1. It appears to us that this rule must be made absolute upon at least one of the grounds on which it was issued. That ground is ground No. 1 and is to the effect that in the absence of a finding by the Magistrate that the petitioners were convening or collecting the assembly, or directing or promoting the procession, the conviction is fit to be set aside. By Section 32, Police Act of 1861, a person opposing or not obeying orders issued under various sections of which Section 30 is one is liable on conviction to a fine not exceeding Rs. 200. By Section 30, the District Superintendent of Police may, if certain preliminary conditions are satisfied, require by general or special notice that the persons convening or collecting certain assemblies or directing of promoting certain processions shall apply for a license. It is obvious that the purpose of the section is to give the police control of persons who organize or take charge of processions by requiring them to apply for a license. No punishment is prescribed by the Act for those taking part in a procession for which no license has been granted or applied for. It is clear on the evidence that in this case there was a procession in Baranagore on 20th October 1931. On 14th October 1931 the Assistant Superintendent of Police, Barrackpore, had issued a notice under Section 30, Sub-section (2) requiring conveners, collectors, directors, promoters of assemblies or processions of five or more men in the jurisdiction of the Baranagore Police Station to apply to him for a license for such assemblies or processions.

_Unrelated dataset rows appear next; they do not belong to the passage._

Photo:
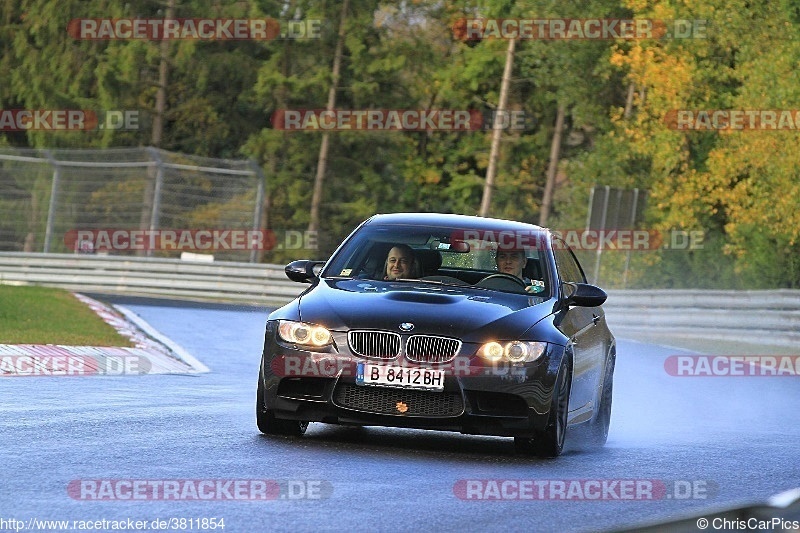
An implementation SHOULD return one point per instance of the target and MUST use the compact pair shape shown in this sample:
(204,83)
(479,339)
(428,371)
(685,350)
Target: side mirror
(303,271)
(583,294)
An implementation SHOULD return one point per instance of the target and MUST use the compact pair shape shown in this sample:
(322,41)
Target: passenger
(511,262)
(401,263)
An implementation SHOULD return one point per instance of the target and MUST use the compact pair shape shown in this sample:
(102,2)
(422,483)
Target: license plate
(401,377)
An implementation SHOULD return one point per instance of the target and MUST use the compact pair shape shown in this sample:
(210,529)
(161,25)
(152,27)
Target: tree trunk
(157,131)
(629,101)
(497,132)
(552,169)
(322,162)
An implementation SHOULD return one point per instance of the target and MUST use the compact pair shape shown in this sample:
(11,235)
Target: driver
(512,262)
(400,263)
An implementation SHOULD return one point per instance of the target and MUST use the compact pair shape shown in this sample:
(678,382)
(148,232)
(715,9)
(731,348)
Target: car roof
(447,219)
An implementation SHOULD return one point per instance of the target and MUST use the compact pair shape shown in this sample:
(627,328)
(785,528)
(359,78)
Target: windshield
(500,260)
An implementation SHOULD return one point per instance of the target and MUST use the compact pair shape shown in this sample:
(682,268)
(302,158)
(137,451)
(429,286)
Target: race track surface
(732,440)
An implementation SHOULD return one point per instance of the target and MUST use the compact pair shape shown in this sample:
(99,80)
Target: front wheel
(550,442)
(268,424)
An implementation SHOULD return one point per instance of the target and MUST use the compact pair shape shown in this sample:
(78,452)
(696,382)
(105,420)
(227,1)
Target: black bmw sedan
(443,322)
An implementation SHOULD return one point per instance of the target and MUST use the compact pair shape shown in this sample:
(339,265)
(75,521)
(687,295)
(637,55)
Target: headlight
(302,333)
(513,352)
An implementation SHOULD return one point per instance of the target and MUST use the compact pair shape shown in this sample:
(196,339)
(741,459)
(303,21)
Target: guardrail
(162,278)
(768,317)
(771,317)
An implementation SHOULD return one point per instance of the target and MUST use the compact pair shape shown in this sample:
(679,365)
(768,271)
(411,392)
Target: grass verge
(43,315)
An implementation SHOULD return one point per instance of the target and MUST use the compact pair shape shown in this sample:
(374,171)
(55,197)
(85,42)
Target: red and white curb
(152,352)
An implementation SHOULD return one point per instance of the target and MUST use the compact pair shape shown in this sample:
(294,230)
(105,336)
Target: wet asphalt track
(736,437)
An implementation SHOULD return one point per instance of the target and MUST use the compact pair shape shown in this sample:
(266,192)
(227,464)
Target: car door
(580,324)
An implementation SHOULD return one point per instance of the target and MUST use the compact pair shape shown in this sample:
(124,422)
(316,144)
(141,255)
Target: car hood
(464,312)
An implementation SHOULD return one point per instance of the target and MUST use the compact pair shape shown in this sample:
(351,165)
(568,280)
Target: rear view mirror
(303,271)
(583,294)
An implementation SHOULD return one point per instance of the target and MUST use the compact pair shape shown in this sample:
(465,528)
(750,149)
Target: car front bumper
(320,386)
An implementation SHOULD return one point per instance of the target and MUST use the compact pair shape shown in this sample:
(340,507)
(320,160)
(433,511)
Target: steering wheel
(501,276)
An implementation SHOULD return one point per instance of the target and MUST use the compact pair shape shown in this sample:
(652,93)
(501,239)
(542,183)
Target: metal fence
(47,195)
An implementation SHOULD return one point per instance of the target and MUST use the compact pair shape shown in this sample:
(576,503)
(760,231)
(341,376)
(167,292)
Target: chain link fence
(48,196)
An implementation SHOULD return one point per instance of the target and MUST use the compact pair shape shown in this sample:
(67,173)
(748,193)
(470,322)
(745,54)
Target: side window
(568,267)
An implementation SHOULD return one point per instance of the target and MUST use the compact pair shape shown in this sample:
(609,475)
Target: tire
(598,430)
(268,424)
(550,442)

2. We assume, though it is by no means free from doubt, that the notice in the form in which it was given is a valid notice and within the powers of the Assistant Superintendent of Police as conferred by Sub-section (2). It is clear to us that the petitioners can only be properly convicted if it is established that they were directors or promoters of the procession of 20th October and were as such under an obligation to apply for a license for it. If they were merely ordinary members of the processions, Section 30, Sub-section (2) does not apply to them. There is no finding by the Magistrate that they wore such directors or promoters.
3. The only evidence on the record which by a stretch of imagination can be said to bear on this point is that the petitioners were at the head of the procession and were wearing garlands. It does not appear that they alone among the processionists were garlanded. But even if there were evidence to that effect we are of opinion that there was not sufficient evidence to justify the Magistrate in arriving at the finding that the petitioners were directors or promoters of the procession in question. As I have pointed out he has in fact come to no finding upon the point. The evidence being such as I have described we do not think that any useful purpose will be served by ordering a retrial. We make the rule absolute, set aside the conviction and sentence and direct that the fines, if paid, be refunded.